TableFormer: Table Structure Understanding with Transformers
This work addresses the challenge of extracting structured data from diverse table formats for systems like search engines and knowledge graphs, representing an incremental improvement over existing methods.
The paper tackles the problem of table structure identification from images by introducing TableFormer, which improves the state-of-the-art model by using a new object detection decoder for table-cells and transformer-based decoders, resulting in TEDS scores increasing from 91% to 98.5% on simple tables and from 88.7% to 95% on complex tables.
Tables organize valuable content in a concise and compact representation. This content is extremely valuable for systems such as search engines, Knowledge Graph's, etc, since they enhance their predictive capabilities. Unfortunately, tables come in a large variety of shapes and sizes. Furthermore, they can have complex column/row-header configurations, multiline rows, different variety of separation lines, missing entries, etc. As such, the correct identification of the table-structure from an image is a non-trivial task. In this paper, we present a new table-structure identification model.

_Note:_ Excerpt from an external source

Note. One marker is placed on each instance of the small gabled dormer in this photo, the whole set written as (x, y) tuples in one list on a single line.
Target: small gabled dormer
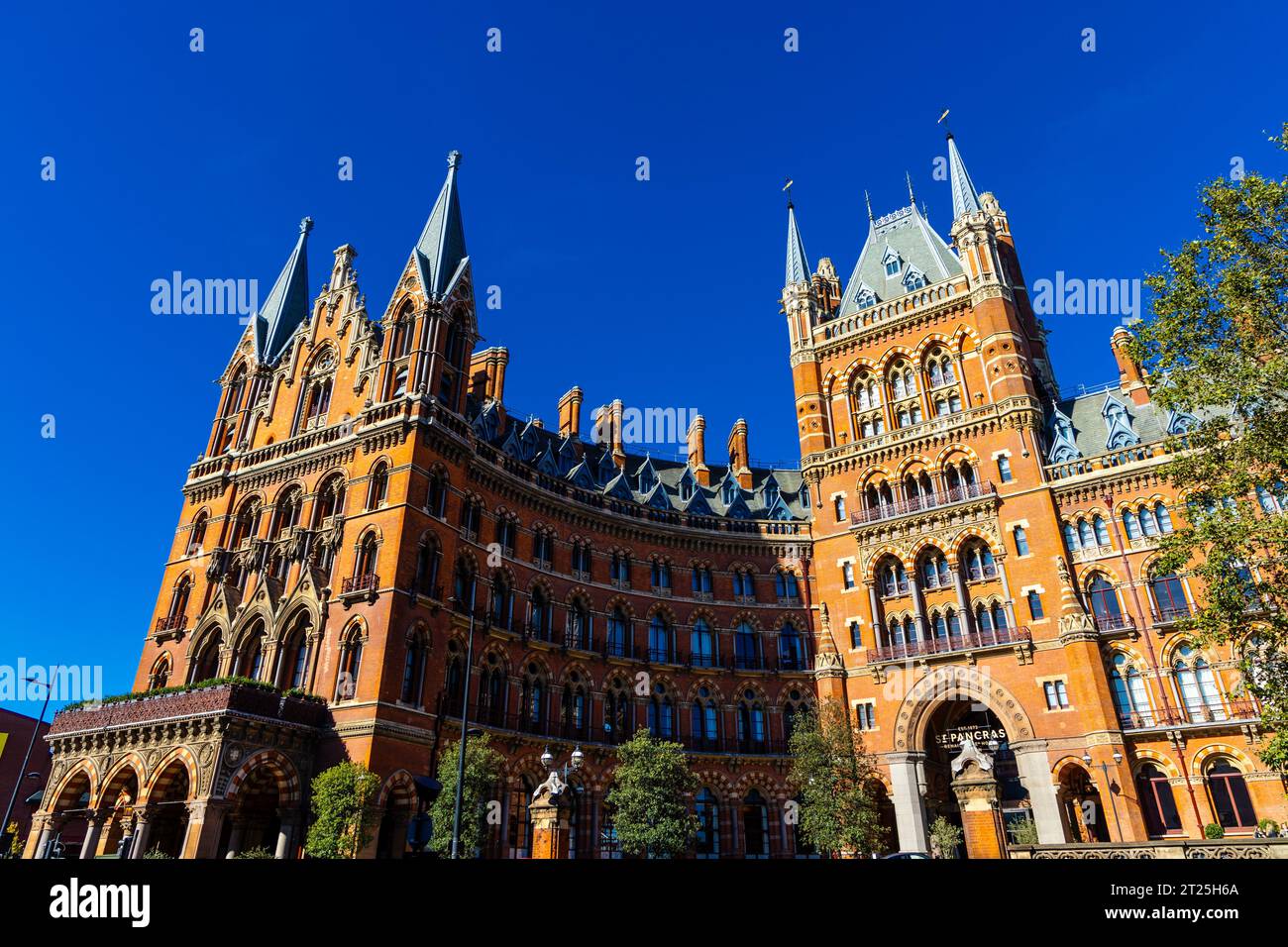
[(1119, 431)]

The latter improves the latest end-to-end deep learning model (i.e. encoder-dual-decoder from PubTabNet) in two significant ways. First, we introduce a new object detection decoder for table-cells. In this way, we can obtain the content of the table-cells from programmatic PDF's directly from the PDF source and avoid the training of the custom OCR decoders. This architectural change leads to more accurate table-content extraction and allows us to tackle non-english tables. Second, we replace the LSTM decoders with transformer based decoders. This upgrade improves significantly the previous state-of-the-art tree-editing-distance-score (TEDS) from 91% to 98.5% on simple tables and from 88.7% to 95% on complex tables.